You are viewing a plain text version of this content. The canonical link for it is here.
Posted to commits@doris.apache.org by yi...@apache.org on 2022/10/31 00:46:52 UTC
[doris] branch branch-1.1-lts updated: [Bug](Vectorized)fix json_object and json_array function return wrong result on vectorized engine (#13729)
This is an automated email from the ASF dual-hosted git repository.
yiguolei pushed a commit to branch branch-1.1-lts
in repository https://gitbox.apache.org/repos/asf/doris.git
The following commit(s) were added to refs/heads/branch-1.1-lts by this push:
new afebb82066 [Bug](Vectorized)fix json_object and json_array function return wrong result on vectorized engine (#13729)
afebb82066 is described below
commit afebb82066eac5439ac08afd24d8d57c1b285f8e
Author: ChPi <ch...@gmail.com>
AuthorDate: Mon Oct 31 08:46:46 2022 +0800
[Bug](Vectorized)fix json_object and json_array function return wrong result on vectorized engine (#13729)

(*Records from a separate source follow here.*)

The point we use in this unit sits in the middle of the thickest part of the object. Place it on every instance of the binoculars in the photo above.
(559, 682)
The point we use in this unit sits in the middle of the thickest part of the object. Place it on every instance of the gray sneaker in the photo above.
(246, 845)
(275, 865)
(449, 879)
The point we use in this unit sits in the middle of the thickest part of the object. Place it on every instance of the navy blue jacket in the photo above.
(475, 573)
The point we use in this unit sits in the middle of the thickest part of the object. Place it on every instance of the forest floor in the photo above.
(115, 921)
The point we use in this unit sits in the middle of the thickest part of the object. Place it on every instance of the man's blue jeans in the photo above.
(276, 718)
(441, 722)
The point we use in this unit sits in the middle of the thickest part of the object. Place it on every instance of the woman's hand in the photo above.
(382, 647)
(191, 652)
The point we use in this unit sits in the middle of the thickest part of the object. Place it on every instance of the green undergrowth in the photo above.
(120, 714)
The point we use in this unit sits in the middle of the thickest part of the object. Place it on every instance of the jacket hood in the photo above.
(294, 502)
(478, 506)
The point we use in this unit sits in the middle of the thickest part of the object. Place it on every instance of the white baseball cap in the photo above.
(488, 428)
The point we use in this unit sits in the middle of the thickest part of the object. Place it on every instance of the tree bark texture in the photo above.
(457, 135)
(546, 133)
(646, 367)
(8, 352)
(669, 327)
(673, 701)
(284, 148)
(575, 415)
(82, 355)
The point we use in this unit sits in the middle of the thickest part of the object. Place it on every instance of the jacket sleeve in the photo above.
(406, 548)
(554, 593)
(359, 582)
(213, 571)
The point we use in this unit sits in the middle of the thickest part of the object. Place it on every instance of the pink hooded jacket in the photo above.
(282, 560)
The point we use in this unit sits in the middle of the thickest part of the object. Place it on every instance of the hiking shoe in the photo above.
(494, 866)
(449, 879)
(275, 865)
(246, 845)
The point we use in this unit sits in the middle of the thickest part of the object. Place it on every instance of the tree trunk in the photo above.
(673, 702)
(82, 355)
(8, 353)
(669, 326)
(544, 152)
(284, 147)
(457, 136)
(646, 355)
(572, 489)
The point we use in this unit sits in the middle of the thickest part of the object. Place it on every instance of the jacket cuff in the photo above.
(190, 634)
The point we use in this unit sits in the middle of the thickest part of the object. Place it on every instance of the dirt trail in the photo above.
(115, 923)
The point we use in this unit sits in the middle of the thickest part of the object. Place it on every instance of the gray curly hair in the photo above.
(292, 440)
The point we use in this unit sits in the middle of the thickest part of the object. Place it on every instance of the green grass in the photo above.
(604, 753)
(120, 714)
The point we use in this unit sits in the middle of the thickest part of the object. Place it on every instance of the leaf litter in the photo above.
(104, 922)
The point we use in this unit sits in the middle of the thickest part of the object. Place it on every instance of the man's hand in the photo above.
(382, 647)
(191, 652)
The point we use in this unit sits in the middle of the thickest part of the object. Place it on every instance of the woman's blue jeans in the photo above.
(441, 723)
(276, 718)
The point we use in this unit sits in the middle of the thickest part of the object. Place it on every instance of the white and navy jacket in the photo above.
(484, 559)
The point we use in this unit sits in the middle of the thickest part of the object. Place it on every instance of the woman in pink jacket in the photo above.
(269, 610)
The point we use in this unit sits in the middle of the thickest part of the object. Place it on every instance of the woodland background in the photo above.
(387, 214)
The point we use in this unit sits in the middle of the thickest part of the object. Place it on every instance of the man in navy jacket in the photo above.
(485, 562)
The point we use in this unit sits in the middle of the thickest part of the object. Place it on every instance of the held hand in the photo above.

* [Bug][Vectorized] fix json_object and json_array function return wrong result on vectorized engine
Co-authored-by: chenjie <ch...@cecdat.com>
---
be/src/vec/functions/function_json.cpp | 92 ++++++++++++++++++----
gensrc/script/doris_builtins_functions.py | 4 +-
.../json_function/test_query_json_array.out | 15 ++++
.../json_function/test_query_json_object.out | 20 +++--
..._object.groovy => test_query_json_array.groovy} | 31 +++++---
.../json_function/test_query_json_object.groovy | 27 ++++---
6 files changed, 141 insertions(+), 48 deletions(-)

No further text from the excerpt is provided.